Release time:2024-11-09

In recent years, under the policy requirements of "tight days", local governments in China have taken a series of spending-cutting measures to cope with fiscal pressure. Frugal policies such as limiting official receptions, controlling air conditioning temperatures, and reducing travel costs have been frequently introduced, while the salaries of some civil servants and public institution staff have also declined to varying degrees. Behind these measures, it reflects the huge challenges facing China's local finances and the imbalance between central and local fiscal and tax relations.


"Tight days" policy and salary cuts


As local government revenue sources dry up, civil servants and fiscally supported personnel across the country have begun to feel unprecedented salary pressure.
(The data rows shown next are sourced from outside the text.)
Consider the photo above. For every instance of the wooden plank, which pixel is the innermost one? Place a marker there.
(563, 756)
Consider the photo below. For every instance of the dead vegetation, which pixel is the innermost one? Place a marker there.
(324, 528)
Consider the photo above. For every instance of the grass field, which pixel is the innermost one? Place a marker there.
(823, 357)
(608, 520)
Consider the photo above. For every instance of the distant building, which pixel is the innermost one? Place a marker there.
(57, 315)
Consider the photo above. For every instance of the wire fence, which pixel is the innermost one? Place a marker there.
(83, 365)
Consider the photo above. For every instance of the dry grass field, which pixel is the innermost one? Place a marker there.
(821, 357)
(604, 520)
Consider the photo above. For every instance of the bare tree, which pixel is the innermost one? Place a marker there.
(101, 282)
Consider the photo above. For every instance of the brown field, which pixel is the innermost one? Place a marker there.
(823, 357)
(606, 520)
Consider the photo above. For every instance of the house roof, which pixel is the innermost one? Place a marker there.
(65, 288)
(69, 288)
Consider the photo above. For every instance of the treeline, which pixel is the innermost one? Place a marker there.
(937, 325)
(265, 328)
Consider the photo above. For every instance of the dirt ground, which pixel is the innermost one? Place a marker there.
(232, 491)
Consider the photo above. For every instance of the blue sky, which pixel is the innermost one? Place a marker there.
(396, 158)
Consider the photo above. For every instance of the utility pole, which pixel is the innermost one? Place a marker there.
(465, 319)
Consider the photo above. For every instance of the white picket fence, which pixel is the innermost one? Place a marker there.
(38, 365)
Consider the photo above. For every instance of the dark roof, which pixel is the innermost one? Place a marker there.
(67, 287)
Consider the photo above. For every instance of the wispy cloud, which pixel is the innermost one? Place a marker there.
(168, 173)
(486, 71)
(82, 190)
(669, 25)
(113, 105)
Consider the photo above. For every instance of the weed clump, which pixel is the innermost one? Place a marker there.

Ms. Liu is a section-level civil servant in southwest China. Her monthly salary is less than 4,000 yuan. In previous years, her year-end bonuses have become an important source of supplementary income in her life. However, before the Spring Festival this year, she heard that the bonus would be cancelled and couldn't help crying. Last year, China's civil service team ushered in a wave of salary cuts, and this year this trend has extended to public institutions and state-owned enterprise employees, gradually forming a common "tight days" phenomenon.


On social media, many civil servants complained that their salaries had been cut by 20% to 30%, especially in economically developed regions such as Guangdong and Zhejiang. This trend has also caused public concern about China's fiscal situation. At this year's National People's Congress, "tight days" was mentioned again, indicating that the financial tension of local governments is still continuing.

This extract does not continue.